Smart, digitally-enabled medical technologies are dramatically improving patient safety and the productivity of our health care system. However, despite successful studies and outcomes identified with the use of health information technologies (HIT), many barriers to adoption remain. To improve patient safety and the quality of care, AdvaMed supports developing incentives that will foster the timely adoption of these technologies

AdvaMed Position and Recommendations

Financial Incentives
  • Many providers lack the financial ability or consistency of commitment required to make the up-front investment needed to install and operate an advanced HIT system. The federal government and other payers should provide financial incentives sufficient to spur widespread, rapid adoption of HIT throughout the health care system, including universal adoption of electronic health records. “Pay for performance” proposals should include incentives for adoption and use of health information technology.
  • Unless an exception is met, provisions of the Federal healthcare program anti-kickback statute prohibit the offer or acceptance of anything of value in return for patient or item/service referrals. Likewise, unless an exception is met, the physician self-referral law (“Stark” law) prohibits hospitals from billing for items or services provided by physicians who have financial relationships with the hospital. These barriers to the dissemination of resources (financial, equipment or otherwise) should be modified to allow the use and adoption of HIT.
Direct Reimbursement
  • Reimbursement systems should reward new modes of providing services that result in quality improvement or cost reduction for patient care, such as remote patient monitoring, computer-assisted surgery, imaging, telemedicine, and virtual physician visits.

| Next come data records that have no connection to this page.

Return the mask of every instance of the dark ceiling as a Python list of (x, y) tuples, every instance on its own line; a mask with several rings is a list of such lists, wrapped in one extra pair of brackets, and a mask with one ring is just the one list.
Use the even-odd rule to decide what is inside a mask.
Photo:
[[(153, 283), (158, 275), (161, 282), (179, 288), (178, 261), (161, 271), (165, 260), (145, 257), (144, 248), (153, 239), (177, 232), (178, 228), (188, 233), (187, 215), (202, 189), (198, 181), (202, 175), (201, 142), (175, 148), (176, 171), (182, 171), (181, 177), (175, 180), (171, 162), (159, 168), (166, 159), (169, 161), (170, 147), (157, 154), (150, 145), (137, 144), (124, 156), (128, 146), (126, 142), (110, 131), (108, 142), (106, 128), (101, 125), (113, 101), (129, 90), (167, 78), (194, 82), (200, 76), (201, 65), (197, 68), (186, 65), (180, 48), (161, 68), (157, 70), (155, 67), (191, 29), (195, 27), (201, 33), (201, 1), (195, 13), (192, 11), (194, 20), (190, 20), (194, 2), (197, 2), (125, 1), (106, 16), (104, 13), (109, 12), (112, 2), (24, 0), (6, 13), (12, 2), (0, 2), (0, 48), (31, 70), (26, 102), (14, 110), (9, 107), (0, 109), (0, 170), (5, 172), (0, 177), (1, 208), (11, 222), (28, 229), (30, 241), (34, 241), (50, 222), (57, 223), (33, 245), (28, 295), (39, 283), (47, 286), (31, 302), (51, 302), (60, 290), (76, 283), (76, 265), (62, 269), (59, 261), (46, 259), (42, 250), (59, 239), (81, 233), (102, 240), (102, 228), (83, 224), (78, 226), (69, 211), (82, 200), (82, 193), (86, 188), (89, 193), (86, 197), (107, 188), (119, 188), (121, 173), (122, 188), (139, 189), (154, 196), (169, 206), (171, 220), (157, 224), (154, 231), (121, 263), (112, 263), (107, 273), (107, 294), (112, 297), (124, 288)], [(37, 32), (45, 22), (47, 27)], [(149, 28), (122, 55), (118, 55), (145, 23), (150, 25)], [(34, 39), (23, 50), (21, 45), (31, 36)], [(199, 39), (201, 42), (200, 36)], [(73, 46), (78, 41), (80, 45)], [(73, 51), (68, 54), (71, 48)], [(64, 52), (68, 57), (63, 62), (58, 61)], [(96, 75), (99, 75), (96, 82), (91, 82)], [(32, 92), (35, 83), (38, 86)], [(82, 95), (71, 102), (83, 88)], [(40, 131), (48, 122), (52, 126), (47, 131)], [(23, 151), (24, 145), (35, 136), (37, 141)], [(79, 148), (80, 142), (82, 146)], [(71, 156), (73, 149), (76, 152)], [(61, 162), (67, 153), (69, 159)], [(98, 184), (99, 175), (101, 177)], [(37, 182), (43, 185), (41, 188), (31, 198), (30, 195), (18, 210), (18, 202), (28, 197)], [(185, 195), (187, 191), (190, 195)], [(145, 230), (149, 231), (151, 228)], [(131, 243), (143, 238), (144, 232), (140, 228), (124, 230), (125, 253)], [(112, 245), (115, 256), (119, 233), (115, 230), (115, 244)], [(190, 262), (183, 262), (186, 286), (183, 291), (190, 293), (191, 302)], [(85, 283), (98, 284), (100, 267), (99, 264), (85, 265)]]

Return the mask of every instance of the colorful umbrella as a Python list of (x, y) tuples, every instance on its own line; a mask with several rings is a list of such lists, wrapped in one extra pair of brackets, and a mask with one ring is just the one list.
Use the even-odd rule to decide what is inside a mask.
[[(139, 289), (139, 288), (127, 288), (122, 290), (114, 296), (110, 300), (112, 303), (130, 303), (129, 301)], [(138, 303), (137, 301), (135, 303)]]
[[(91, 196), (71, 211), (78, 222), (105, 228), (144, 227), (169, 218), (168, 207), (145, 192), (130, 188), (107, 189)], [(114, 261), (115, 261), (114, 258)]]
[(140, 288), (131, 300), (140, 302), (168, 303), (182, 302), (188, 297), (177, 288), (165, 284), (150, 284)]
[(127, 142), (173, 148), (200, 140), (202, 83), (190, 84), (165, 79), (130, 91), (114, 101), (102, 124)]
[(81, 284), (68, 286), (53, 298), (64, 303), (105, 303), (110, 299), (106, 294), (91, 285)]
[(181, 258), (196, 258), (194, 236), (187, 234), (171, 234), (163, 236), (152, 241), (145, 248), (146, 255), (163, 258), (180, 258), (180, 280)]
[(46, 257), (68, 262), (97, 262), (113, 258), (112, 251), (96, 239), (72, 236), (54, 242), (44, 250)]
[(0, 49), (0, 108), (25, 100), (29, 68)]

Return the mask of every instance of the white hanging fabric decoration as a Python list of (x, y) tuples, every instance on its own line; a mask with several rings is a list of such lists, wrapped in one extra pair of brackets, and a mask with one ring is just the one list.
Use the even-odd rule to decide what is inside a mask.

Standards and Interoperability
  • FDA regulation of software that is an integral to, or a functional part of a medical device should be risk-based and the minimum amount necessary to protect public health.

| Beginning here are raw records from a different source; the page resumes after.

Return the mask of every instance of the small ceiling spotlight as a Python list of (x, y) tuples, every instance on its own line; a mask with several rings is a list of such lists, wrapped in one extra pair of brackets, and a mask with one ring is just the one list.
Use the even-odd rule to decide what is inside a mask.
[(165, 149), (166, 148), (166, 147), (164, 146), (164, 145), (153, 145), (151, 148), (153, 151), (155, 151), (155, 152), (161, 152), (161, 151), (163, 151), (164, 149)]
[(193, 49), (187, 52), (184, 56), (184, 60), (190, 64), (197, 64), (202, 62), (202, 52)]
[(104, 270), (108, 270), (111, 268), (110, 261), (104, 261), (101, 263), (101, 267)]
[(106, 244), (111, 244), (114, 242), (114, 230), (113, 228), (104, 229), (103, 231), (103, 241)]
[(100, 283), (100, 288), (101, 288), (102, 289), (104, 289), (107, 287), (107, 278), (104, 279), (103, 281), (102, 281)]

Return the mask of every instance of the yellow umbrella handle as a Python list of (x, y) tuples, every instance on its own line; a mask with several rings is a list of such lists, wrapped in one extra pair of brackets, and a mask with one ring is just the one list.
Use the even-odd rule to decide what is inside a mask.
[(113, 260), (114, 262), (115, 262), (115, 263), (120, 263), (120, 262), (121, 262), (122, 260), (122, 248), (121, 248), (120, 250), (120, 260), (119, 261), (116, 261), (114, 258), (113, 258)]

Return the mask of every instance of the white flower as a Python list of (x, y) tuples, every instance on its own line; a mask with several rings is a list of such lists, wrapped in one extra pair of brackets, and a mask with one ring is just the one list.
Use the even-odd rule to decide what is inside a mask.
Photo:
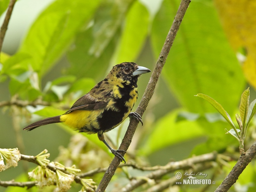
[(46, 169), (47, 165), (50, 162), (50, 160), (47, 159), (50, 157), (50, 154), (47, 153), (48, 152), (47, 149), (44, 149), (35, 157), (36, 157), (36, 161), (39, 163), (42, 167)]
[(57, 170), (56, 171), (57, 175), (57, 187), (54, 192), (66, 192), (71, 187), (71, 184), (74, 181), (73, 176), (66, 174)]
[(31, 172), (29, 172), (29, 176), (38, 181), (36, 185), (40, 188), (53, 185), (56, 181), (56, 174), (54, 172), (48, 169), (44, 169), (41, 166), (38, 166)]
[(20, 160), (20, 153), (17, 148), (8, 149), (0, 148), (0, 154), (1, 154), (0, 160), (1, 166), (3, 166), (3, 159), (4, 159), (6, 163), (5, 166), (6, 169), (11, 167), (17, 166), (18, 165), (18, 161)]
[(85, 191), (85, 189), (84, 189), (84, 187), (82, 187), (82, 189), (81, 189), (81, 190), (78, 192), (86, 192), (86, 191)]
[(5, 170), (4, 162), (3, 162), (3, 158), (2, 154), (0, 153), (0, 172), (2, 172)]

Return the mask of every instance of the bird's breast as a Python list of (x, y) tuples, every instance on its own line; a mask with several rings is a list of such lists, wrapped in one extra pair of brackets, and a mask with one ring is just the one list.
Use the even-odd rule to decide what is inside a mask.
[(138, 98), (137, 87), (117, 87), (113, 89), (113, 96), (98, 120), (104, 132), (117, 127), (127, 118)]

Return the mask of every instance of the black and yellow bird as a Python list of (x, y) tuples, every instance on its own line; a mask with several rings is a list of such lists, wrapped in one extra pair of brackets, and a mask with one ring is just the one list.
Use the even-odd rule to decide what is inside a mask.
[(23, 130), (31, 131), (40, 126), (63, 122), (80, 132), (97, 133), (99, 139), (111, 152), (125, 163), (119, 152), (125, 151), (112, 148), (105, 140), (103, 133), (117, 127), (128, 116), (143, 123), (140, 116), (131, 111), (138, 98), (138, 78), (140, 75), (150, 71), (133, 62), (115, 65), (103, 81), (76, 101), (64, 114), (41, 120)]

  • The electronic health record (EHR) is not a medical device as it merely stores data for retrieval by a healthcare professional. EHR algorithms do not make diagnostic or treatment decisions, therefore the EHR should not be regulated by FDA.

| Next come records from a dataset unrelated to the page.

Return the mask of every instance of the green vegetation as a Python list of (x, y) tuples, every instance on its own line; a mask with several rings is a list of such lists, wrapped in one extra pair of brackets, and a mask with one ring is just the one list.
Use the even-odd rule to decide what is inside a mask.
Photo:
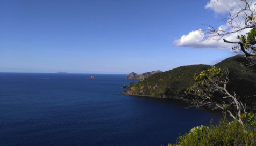
[[(247, 63), (246, 58), (236, 55), (215, 65), (218, 68), (229, 71), (227, 90), (236, 91), (249, 110), (256, 109), (256, 100), (246, 96), (256, 95), (256, 66), (242, 68), (241, 63)], [(150, 95), (171, 98), (188, 98), (185, 91), (194, 83), (194, 75), (211, 67), (207, 65), (179, 67), (165, 72), (154, 74), (131, 86), (129, 94)]]
[(238, 121), (228, 122), (225, 119), (210, 127), (197, 126), (189, 133), (180, 136), (174, 145), (256, 145), (256, 132), (248, 125), (241, 125)]

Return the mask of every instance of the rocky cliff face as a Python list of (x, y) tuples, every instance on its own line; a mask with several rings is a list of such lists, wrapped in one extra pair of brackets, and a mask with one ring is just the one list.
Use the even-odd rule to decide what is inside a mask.
[(138, 74), (134, 72), (131, 72), (126, 77), (127, 79), (135, 79)]
[(126, 79), (145, 79), (153, 74), (161, 73), (162, 71), (157, 70), (155, 71), (152, 71), (151, 72), (146, 72), (142, 74), (137, 74), (134, 72), (132, 72), (128, 74)]

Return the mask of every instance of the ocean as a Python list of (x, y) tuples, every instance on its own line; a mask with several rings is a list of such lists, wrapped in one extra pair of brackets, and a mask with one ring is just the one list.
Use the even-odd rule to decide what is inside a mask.
[(0, 145), (167, 145), (222, 117), (174, 100), (117, 95), (138, 81), (126, 76), (0, 73)]

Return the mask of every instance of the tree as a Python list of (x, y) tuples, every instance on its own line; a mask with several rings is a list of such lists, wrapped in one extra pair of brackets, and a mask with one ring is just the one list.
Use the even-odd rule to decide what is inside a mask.
[[(208, 28), (198, 30), (206, 36), (204, 41), (213, 38), (217, 40), (223, 39), (224, 42), (238, 44), (232, 49), (236, 52), (241, 51), (247, 57), (250, 63), (243, 66), (247, 67), (256, 64), (256, 3), (254, 0), (240, 1), (243, 4), (237, 3), (239, 7), (238, 10), (231, 9), (232, 12), (229, 12), (229, 17), (221, 20), (226, 24), (225, 27), (215, 28), (210, 25), (203, 24), (208, 26)], [(238, 35), (237, 37), (240, 40), (239, 41), (223, 38), (232, 34), (241, 33), (242, 31), (249, 32), (245, 35)]]
[[(195, 74), (195, 84), (186, 91), (187, 94), (192, 94), (193, 97), (187, 101), (191, 107), (198, 108), (207, 106), (211, 107), (212, 110), (221, 109), (224, 113), (227, 112), (233, 119), (244, 124), (247, 114), (246, 106), (239, 101), (239, 97), (234, 92), (230, 93), (227, 90), (228, 75), (227, 70), (223, 71), (220, 68), (216, 68), (215, 66), (199, 74)], [(215, 95), (217, 96), (215, 97)], [(253, 114), (251, 114), (249, 115), (250, 117), (254, 116)], [(250, 122), (254, 121), (254, 118), (251, 118)]]

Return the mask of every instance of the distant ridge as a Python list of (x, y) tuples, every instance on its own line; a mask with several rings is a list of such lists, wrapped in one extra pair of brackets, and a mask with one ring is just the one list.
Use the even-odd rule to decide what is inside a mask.
[[(246, 68), (240, 66), (241, 63), (247, 62), (245, 57), (236, 55), (218, 63), (215, 66), (228, 69), (227, 90), (236, 91), (240, 100), (246, 104), (246, 108), (256, 111), (256, 98), (246, 97), (256, 95), (256, 65)], [(154, 74), (137, 83), (131, 83), (127, 86), (129, 90), (121, 94), (165, 98), (186, 98), (184, 91), (194, 83), (194, 74), (210, 67), (210, 65), (202, 64), (183, 66)]]
[(68, 72), (58, 72), (57, 73), (68, 73)]
[(155, 73), (162, 73), (162, 71), (157, 70), (155, 71), (152, 71), (151, 72), (146, 72), (141, 74), (137, 74), (134, 72), (131, 72), (127, 76), (127, 79), (144, 79), (152, 74)]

  • A private, independent, certification body is the most appropriate means of creating a credible, sustainable mechanism for ensuring the distribution of functional, secure, reliable, and interoperable EHR products into a national health information network.

Quality and Safety Studies

The e-health system should be designed to assure that data from the electronic medical record will be available for studies to improve patient safety and quality of care and will include appropriate privacy protections, such as those in HIPAA.